Our study focuses on demonstrating the development of a 3D measurement tool using a simple mathematical operation, an ellipsoid-fit approach and its impact on PI-RADS v2.1 score. The program is developed in-house for lesion measurement in the MATLAB (Math Works Inc., v2018, Natick, MA), which gave us insightful information of whole fitting algorithm and PI-RADS assessment. It is easily scalable and require less computation power as compared to any AI-based approach.

There are other limitations to the current study. First, the data were acquired from a single institution and a small cohort; it may influence the outcomes. A large cohort and multicentre study can provide stronger evidence for larger clinical application. Second, the reference measurement was done by only one radiologist; inter-observer and intra-observer variability were not evaluated.
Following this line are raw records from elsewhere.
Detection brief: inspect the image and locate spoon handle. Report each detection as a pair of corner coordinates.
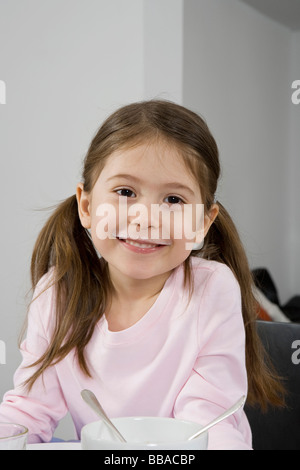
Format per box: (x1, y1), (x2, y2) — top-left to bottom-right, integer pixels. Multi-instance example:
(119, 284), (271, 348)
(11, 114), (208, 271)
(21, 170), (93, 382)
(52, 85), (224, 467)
(188, 395), (246, 441)
(81, 389), (126, 443)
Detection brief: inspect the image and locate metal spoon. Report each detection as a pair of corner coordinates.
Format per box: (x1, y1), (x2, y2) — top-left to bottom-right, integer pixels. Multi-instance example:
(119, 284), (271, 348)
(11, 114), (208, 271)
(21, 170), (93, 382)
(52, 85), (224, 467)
(81, 389), (126, 443)
(188, 395), (246, 440)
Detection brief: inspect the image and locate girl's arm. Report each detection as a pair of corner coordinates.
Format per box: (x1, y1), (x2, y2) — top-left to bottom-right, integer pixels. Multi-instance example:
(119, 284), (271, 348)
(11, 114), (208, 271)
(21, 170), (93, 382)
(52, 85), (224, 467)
(173, 265), (252, 450)
(0, 279), (69, 443)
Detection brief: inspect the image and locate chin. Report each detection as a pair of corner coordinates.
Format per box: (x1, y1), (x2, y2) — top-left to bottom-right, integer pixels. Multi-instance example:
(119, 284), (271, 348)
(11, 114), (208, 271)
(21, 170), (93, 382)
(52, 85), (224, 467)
(121, 268), (161, 281)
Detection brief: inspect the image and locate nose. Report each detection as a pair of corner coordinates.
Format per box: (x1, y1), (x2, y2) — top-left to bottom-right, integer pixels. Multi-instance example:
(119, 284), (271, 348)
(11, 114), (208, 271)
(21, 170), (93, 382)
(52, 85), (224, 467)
(127, 200), (160, 238)
(128, 201), (156, 228)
Third, benign lesions (score-2) were not included in this study because these cases are not usually biopsied as per current standard of guidelines. It is also observed that, not all lesions fit well with the ellipsoid model, especially the PI-RADS 5. This could be possibly because the extra prostatic invasion of the lesion was not evaluated in this study and the inherent curvature bias in ellipsoid-fitting methodology23, which need to be further investigated.

Conclusion

3D measurement of tumour using automated ellipsoid-fit method has been developed and its impact on PI-RADS v2.1 scoring was assessed in a cohort of patients with prostate cancer. Ellipsoid-fit method led to find an increase in the TMD by 34–46% and TV by 17–26% and more than 40% of patients with PI-RADS v2.1 score-3 or 4 were changed to score-5. In future, a study on evaluating the potential clinical implications of proposed 3D ellipsoid fit based tumour measurements in PI-RADS scoring should be carried out.